9) Eleições e posse do Conselho Nacional de Política Cultural (CNPC)
Após consulta pública o Ministério da Cultura lançou eleições para os Colegiados Setoriais e o Plenário do Conselho Nacional de Política Cultural (CNPC) para o biênio 2015-2017. O processo eleitoral para escolha de representantes para o CNPC contou com mais de 70 mil participantes. Ao todo foram eleitos 58 integrantes do Pleno do Conselho – 20 da sociedade civil e os demais representantes dos poderes públicos federal, estadual e municipal.
Além dos integrantes do Pleno, o CNPC é composto por 19 Colegiados Setoriais, são eles: Arquivos, Arquitetura e Urbanismo, Artesanato, Arte Digital, Artes Visuais, Cultura Afro-brasileira, Audiovisual, Cultura Indígena, Cultura Popular, Circo, Dança, Design, Literatura, Moda, Música, Museu, Patrimônio Imaterial, Patrimônio Material e Teatro. Cada um desses colegiados é composto por 20 membros titulares, dos quais 15 são da sociedade civil e cinco do poder público, com igual número de suplentes.

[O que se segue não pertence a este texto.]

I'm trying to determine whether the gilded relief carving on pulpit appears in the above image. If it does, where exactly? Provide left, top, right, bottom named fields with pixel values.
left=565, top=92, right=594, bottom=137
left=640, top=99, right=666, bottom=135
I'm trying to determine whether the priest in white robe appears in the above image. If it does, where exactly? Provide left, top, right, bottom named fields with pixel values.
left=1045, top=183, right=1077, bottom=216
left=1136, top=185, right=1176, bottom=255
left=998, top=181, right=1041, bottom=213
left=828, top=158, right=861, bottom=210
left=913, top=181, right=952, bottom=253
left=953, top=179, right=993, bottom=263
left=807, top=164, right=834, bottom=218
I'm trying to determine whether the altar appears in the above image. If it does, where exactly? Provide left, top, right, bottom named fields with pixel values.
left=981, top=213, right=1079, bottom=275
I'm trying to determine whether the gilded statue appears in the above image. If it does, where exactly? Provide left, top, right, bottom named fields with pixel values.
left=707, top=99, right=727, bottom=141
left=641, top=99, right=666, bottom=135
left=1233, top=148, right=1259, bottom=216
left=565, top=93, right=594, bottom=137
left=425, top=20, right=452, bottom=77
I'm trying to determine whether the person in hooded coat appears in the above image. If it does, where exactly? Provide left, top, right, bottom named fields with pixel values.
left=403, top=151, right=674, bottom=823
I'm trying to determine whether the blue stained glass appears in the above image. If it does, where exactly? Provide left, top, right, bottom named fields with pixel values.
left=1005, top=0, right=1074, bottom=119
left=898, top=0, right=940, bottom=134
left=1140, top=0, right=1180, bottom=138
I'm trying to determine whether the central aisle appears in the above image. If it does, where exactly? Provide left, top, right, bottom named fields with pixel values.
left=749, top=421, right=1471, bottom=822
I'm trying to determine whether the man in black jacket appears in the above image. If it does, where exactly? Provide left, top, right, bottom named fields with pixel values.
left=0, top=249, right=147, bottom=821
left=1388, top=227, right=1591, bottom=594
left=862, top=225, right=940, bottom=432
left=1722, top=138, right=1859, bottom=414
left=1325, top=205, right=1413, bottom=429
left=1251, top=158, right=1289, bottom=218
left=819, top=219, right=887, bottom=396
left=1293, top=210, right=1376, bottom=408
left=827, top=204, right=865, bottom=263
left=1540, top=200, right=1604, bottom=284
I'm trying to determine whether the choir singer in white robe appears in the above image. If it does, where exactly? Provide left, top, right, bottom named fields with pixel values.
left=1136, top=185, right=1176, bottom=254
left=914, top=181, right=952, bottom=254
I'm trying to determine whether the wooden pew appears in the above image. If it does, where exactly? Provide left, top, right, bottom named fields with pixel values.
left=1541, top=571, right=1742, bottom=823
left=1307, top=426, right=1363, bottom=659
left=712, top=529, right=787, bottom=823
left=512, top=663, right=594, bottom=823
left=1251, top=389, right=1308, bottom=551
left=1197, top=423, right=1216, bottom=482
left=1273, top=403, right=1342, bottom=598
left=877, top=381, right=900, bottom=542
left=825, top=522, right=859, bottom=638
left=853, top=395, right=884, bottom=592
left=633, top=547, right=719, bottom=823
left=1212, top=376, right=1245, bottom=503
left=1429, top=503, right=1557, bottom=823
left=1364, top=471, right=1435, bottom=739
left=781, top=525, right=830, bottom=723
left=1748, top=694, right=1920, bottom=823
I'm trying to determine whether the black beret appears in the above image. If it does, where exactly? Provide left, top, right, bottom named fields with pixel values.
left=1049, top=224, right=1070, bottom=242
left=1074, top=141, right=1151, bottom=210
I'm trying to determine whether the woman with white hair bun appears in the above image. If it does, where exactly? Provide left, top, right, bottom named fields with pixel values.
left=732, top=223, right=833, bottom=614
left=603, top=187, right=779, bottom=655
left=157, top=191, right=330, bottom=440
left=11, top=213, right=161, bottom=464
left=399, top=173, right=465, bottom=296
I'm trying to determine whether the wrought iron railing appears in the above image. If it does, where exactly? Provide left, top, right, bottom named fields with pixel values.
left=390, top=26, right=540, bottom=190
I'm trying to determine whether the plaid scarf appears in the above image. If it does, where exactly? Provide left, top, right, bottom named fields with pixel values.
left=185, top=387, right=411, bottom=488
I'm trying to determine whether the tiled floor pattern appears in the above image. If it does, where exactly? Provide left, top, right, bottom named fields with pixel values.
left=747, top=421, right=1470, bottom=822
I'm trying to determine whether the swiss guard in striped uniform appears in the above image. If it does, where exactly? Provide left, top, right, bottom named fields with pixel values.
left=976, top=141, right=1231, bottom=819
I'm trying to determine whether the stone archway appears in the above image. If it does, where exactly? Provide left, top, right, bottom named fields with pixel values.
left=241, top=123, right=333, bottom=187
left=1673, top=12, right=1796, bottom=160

A posse dos eleitos foi realizada no último dia 16 de dezembro em Brasília e contou com a participação do ministro da cultura, Juca Ferreira, convidados, membros dos fóruns estaduais e municipais de cultura, entre outros.
Dentre as atribuições dos eleitos estão a de acompanhar e fiscalizar a execução do Plano Nacional de Cultura (PNC); estabelecer diretrizes gerais para aplicação dos recursos do Fundo Nacional de Cultura (FNC); apoiar os acordos para a implantação do Sistema Federal de Cultura e aprovar o regimento interno da Conferência Nacional de Cultura.
10) Morte de “Presidente”, morador de rua que marcou época na Cinelândia
Sérgio Luis Santos das Dores era assim que se chamava o” Presidente”, morador de rua e ativista que veio a falecer vítima de falência múltipla dos órgãos no dia 16 de dezembro. Figura marcante nas manifestações de rua, Presidente, morava na região da Cinelândia, no centro do Rio, por mais de vinte anos.
Sempre presente em atos, protestos e nas manifestações de 2013. Sérgio tinha 63 anos, era conhecido pela sua espontaneidade e pelo seu ativismo. Presidente recebeu despedida de chefe de estado. O seu velório foi realizado na Câmara Municipal do Rio e contou com a presença de autoridades, políticos e amigos. O corpo saiu em cortejo até o cemitério do Catumbi, onde foi sepultado.